And while some Phase 3 trials are underway, and were getting closer, theres still a lot of work to be done prior to a COVID vaccine is proven to be safe and effective, let alone made openly offered.(* by Russia) The research study process was seriously flawedIn the early days of vaccine development in the 19th century, it wasnt unusual for researchers to first test a vaccines safety and effectiveness on themselves prior to trying them out on others. As Rachel Fairbank described in a post on this site back in April, the United States has standardized a multi-step screening procedure to guarantee that any vaccine that will go out to millions of individuals in fact works, and doesnt trigger serious harm.Potential vaccines are evaluated on human volunteers in these three phases: Phase 1: Testing different does and looking for side effects.Phase 2: The ideal dose from Phase 1 is given to a larger group of human volunteers in a therapeutic dose (the dosage you d require for a typical client) to determine if its safe and effective.Phase 3: Testing is done on a much bigger scale to get a better concept of what the range of immune reactions will look like across the basic population.Turns out, Russia didnt feel like it needed to do Phase 3 trials, so this brand-new vaccine was authorized without that important stage of screening. Which Russia has actually decided not to do.There are no publicly offered information on the outcomes of these trials So far, Russian authorities have not launched any information on the scientific trials that they really did carry out, so we have no evidence that the vaccine is in any way efficient, or whether there were any major side effects. Clearly, we all desire a efficient and safe vaccine as quickly as possible, but Russia freely acknowledging that they avoided an important phase of scientific trials doesnt bode well.
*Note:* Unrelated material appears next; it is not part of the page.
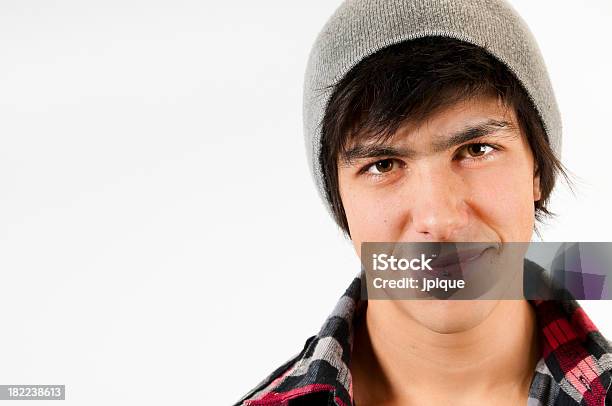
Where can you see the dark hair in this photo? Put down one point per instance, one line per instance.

(* by Russia) The research procedure was seriously flawedIn the early days of vaccine advancement in the 19th century, it wasnt uncommon for scientists to very first test a vaccines safety and effectiveness on themselves before attempting them out on others. As Rachel Fairbank explained in a post on this site back in April, the United States has standardized a multi-step testing process to ensure that any vaccine that will go out to millions of people really works, and doesnt trigger serious harm.Potential vaccines are checked on human volunteers in these three phases: Phase 1: Testing numerous dosages and looking for side effects.Phase 2: The ideal dose from Phase 1 is given to a larger group of human volunteers in a restorative dose (the dosage you d require for a typical patient) to identify if its safe and effective.Phase 3: Testing is done on a much bigger scale to get a much better concept of what the variety of immune actions will look like across the general population.Turns out, Russia didnt feel like it required to do Phase 3 trials, so this new vaccine was approved without that crucial phase of testing. Which Russia has opted not to do.There are no publicly offered information on the outcomes of these trials So far, Russian authorities have not released any data on the clinical trials that they in fact did carry out, so we have no evidence that the vaccine is in any method reliable, or whether there were any severe side effects.